On a visit to the first planet: BepiColombo mission is preparing for a new Mercury flyby

On June 19, the European-Japanese BepiColombo mission will make a close flyby of Mercury. The spacecraft will pass at a distance of only 236 km from the surface of the planet. 

Difficulties of the flight to Mercury

The BepiColombo spacecraft consists of European and Japanese probes. After entering the orbit around Mercury, they will separate, after which they will begin to carry out their scientific programs. The European spacecraft will study the surface and internal structure of the planet, while the Japanese probe will focus on studying its magnetosphere.

BepiColombo spacecraft. Source: Airbus

Despite the fact that BepiColombo was launched back in 2018, it would be able to enter a permanent orbit around Mercury only in 2025. Such a long flight period is explained by the gravity of the Sun. It attracts any spacecraft launched to Mercury, significantly increasing its orbital velocity. And in order to enter orbit around the first planet, the excess speed must be somehow extinguished. Since this requires much more fuel than the spacecraft can take with it, the mission specialists decided to use the gravity of the planets to slow it down.

In total, the BepiColombo flight plan provides for nine gravity maneuvers. Since its launch, the spacecraft has already completed five of them: one in the vicinity of Earth, two at Venus and two more at Mercury. On June 19, it will take advantage of the gravity of the first planet for the third time.

How will the Mercury flyby proceed

In preparation for the upcoming Mercury flyby, BepiColombo made a number of course corrections using its propulsion system. They became the largest maneuvers carried out by the vehicle during its entire mission.

A diagram of the Mercury flyby scheduled for June 19, 2023. Source: ESA

Now BepiColombo is moving at a speed of 3.6 km/s relative to Mercury (this is almost twice less than its speed before its first visit to the planet). According to the calculations of engineers, during the upcoming approach, the gravity of the planet will first accelerate the spacecraft to 5.4 km/s, and then “slow down” it.
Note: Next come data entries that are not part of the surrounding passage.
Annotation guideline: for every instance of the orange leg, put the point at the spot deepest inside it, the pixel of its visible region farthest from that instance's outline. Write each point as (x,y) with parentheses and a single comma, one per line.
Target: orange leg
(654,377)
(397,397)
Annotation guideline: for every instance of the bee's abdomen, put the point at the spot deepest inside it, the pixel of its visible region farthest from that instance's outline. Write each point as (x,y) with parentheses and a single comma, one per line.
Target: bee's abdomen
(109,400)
After completing the maneuver, the speed of the spacecraft will decrease to 2.8 km/s, and its flight path will change by 2.6 degrees.

BepiColombo will approach Mercury from the night side. 13 minutes after passing the point of minimum approach (it is located at a distance of 236 km from the planet), the illuminated part of Mercury will fall into the field of view of its selfie cameras, which will allow it to take pictures of the surface. They are expected to be published on June 20.

In addition, mission specialists are going to use the flyby to calibrate BepiColombo’s scientific instruments to carry out a number of measurements. In particular, they want to obtain data on the characteristics of the interplanetary medium in the vicinity of Mercury, as well as to study its magnetic field.